Draussen am Land ist es anders. Immer wieder grüssen uns Leute oder signalisieren mit erhobenem Daumen dass sie uns oder den Unimog toll finden. Man fährt durch die Pampa, die typisch südamerikanische grüne flache Grassteppe die sich durch Uruguay und Teile Argentiniens und Brasiliens erstreckt.
Plausch an der Tankstelle

Autofahren in Uruguay ist generell angenehm, es gibt nur wenig Verkehr und man findet überall einen Platz um eine Pause einzulegen. Nur der Strassenzustand ist katastrophal. Schon in Montevideo krachten wir regelmässig in Löcher oder schaukeln uns auf der welligen Fahrbahn total auf. 
Montevideo

Vergeblich hielten wir Ausschau nach Shoppingcentern, in Uruguay muss man sich an die Struktur des Kleingewerbes gewöhnen. Wir mussten erst ein Auge entwickeln um etwas zu finden. Zwar gibt es überall Mini Mercados, so werden kleine Greisslereien genannt, Bäckereien, Fleischhauer oder Läden für alles was man sonst noch braucht nur erkennt man sie nicht so einfach.
überall kleine Gemüse und Obst Läden

Was uns von Anfang an symphatisch war in diesem Land ist die Tatsache dass wir uns nicht permanent beobachtet fühlten oder hinter jeder Ecke eine Gefahr lauert wie wir es aus Südafrika kannten. Man muss nicht an Dinge wie Carjacking oder Überfall am Strassenrand denken wenn man sich hier bewegt. Nicht dass wir nicht vorsichtig wären aber es fühlt sich entspannter an. Politisch zählt Uruguay nämlich zu den stabilsten Ländern Südamerikas.
voll fahrbereit

Es hat feste demokratische Strukturen und sogar ein funktionierendes Sozialsystem.

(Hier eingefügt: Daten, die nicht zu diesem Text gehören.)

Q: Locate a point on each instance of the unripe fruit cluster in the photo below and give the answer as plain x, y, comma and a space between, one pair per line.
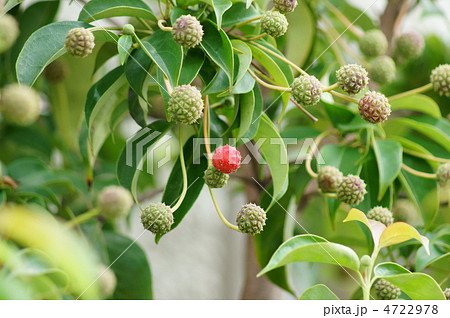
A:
187, 31
185, 105
251, 219
19, 105
274, 23
79, 42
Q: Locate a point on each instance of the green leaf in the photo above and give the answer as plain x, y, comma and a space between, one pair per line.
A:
124, 46
312, 248
138, 146
218, 47
417, 102
389, 159
166, 53
101, 9
132, 270
137, 71
244, 58
43, 47
422, 192
318, 292
192, 64
238, 13
274, 152
220, 6
417, 286
195, 168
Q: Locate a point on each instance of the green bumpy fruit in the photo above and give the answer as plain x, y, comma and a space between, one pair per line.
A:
306, 90
114, 202
329, 179
274, 23
443, 174
285, 6
128, 29
157, 218
9, 31
56, 71
351, 190
352, 78
447, 293
251, 219
440, 79
185, 105
382, 70
386, 291
408, 46
381, 215
373, 43
19, 105
187, 31
79, 42
374, 107
214, 178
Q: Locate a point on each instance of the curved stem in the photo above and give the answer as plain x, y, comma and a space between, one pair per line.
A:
418, 90
424, 156
313, 149
314, 119
162, 27
345, 97
183, 170
260, 81
224, 220
418, 173
83, 217
206, 124
330, 88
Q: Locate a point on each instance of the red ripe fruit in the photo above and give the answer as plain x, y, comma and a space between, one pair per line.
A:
226, 159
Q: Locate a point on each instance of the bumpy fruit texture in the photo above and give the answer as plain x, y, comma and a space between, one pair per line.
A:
187, 31
226, 159
447, 293
185, 105
285, 6
351, 190
214, 178
386, 290
440, 78
381, 215
306, 90
329, 179
274, 23
352, 78
443, 174
19, 105
157, 218
382, 70
114, 202
79, 42
128, 29
56, 71
374, 107
9, 31
408, 46
251, 219
373, 43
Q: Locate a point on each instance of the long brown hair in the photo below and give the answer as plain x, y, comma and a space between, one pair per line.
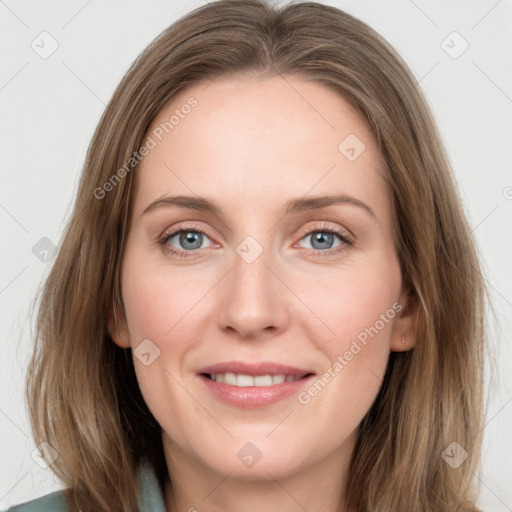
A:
82, 391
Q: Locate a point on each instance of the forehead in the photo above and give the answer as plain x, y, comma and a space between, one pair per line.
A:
259, 140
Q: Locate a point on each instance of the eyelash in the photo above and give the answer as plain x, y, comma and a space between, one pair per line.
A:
347, 241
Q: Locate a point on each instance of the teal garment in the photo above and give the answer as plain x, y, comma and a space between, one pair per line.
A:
151, 499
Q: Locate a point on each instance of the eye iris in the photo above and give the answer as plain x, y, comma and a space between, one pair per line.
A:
196, 239
323, 238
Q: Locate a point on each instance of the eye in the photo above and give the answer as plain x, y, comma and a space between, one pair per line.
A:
185, 241
327, 240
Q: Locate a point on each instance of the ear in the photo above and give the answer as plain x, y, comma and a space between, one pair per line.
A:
405, 328
117, 327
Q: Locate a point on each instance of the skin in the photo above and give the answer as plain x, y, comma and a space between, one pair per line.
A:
250, 145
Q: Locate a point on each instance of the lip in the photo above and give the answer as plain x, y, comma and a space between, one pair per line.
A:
253, 397
253, 369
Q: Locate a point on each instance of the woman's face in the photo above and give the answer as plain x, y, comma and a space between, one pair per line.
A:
279, 249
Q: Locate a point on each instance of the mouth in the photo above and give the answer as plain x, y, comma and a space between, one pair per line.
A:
242, 380
253, 385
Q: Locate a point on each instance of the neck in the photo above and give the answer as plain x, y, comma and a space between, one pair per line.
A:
196, 487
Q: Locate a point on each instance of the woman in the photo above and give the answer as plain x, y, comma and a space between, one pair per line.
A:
319, 345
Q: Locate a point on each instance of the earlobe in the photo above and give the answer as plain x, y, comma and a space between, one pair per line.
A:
117, 327
405, 331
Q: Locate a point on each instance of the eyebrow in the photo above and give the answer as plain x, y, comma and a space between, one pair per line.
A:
291, 206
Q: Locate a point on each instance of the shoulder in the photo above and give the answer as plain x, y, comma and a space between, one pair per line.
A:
54, 502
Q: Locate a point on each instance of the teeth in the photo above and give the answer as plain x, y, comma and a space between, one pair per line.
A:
241, 380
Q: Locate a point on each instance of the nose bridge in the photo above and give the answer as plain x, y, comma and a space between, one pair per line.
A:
253, 299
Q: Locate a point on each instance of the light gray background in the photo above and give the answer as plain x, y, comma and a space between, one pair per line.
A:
50, 107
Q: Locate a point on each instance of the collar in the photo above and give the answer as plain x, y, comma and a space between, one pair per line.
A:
150, 498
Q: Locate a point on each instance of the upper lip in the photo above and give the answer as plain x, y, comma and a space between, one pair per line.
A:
253, 369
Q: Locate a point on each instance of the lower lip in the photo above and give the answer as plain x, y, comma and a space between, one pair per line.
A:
253, 397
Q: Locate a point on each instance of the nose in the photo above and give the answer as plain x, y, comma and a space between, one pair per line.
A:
253, 300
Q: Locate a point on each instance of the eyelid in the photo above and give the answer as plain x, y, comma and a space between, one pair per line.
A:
345, 236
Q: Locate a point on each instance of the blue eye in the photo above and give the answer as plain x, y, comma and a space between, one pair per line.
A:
186, 241
321, 239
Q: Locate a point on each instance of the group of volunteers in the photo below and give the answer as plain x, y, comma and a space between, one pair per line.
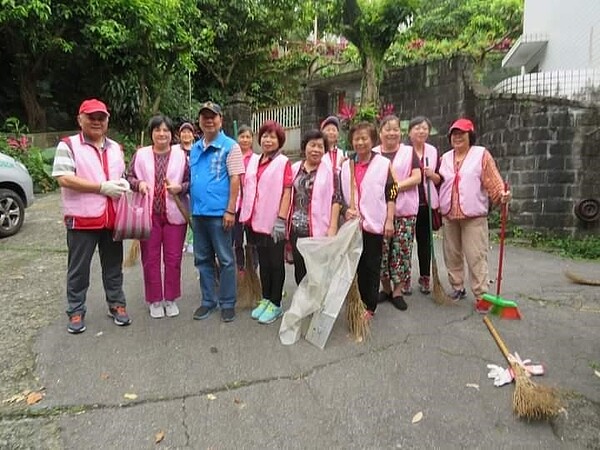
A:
234, 195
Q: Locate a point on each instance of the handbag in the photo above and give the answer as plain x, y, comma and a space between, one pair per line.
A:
436, 219
133, 217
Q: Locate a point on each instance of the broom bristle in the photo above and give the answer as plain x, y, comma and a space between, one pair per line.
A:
574, 278
533, 401
133, 254
355, 314
439, 295
249, 288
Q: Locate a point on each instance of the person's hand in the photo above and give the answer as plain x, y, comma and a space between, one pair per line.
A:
228, 220
143, 188
278, 233
112, 188
172, 188
331, 232
351, 214
500, 375
388, 228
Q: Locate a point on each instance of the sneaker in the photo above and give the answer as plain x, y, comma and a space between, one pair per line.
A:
119, 315
424, 285
384, 297
481, 306
399, 303
76, 324
203, 312
458, 294
262, 305
156, 310
270, 314
171, 309
228, 315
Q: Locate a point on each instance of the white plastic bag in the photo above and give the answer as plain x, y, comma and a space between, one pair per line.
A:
331, 264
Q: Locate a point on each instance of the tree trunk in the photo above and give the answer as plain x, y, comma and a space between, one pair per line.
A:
36, 114
371, 80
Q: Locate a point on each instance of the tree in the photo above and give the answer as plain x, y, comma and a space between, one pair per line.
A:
372, 26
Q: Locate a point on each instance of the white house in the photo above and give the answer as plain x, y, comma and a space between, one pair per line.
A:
558, 52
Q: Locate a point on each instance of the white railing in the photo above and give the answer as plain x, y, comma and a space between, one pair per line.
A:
583, 85
288, 116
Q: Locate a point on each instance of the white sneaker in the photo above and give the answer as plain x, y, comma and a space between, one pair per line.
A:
156, 310
171, 309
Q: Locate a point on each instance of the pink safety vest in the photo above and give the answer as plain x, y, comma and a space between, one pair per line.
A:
407, 202
473, 198
260, 204
88, 165
371, 205
430, 155
144, 169
319, 209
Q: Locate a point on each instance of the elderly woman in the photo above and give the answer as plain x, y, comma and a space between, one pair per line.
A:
470, 179
374, 197
316, 197
396, 263
418, 133
265, 207
161, 171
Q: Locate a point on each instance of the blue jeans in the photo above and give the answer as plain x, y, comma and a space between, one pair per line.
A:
211, 239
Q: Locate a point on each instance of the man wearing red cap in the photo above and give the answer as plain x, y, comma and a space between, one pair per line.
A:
470, 179
88, 167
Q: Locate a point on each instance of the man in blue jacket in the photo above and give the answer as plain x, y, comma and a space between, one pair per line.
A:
216, 164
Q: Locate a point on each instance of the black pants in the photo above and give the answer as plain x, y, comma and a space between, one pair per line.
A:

Korruption ist gering und um Steuereinnahmen zu gewährleisten werden elektronische Zahlungen begünstigt. In grösseren Geschäften, Restaurants oder besonders Tankstellen spart man sich die 22 %ige Mehrwertsteuer sobald man mit Kreditkarte bezahlt. Auch das mussten wir erst herausfinden.
Brücke über Rio Uruguay - Grenze zu Argentinien

In noch einer Hinsicht ist Uruguay besonders. Es ist das erste Land weltweit das den Anbau und Handel von Marihuana komplett legalisiert hat, wobei das haben wir natürlich nicht ausprobiert. 

Obwohl wir insgesamt nur kurz durch Uruguay reisten bleibt es uns als gemütliches, freundliches und sehr offenes Land in Erinnerung. Das perfekte Einstiegsland für Südamerika Neulinge.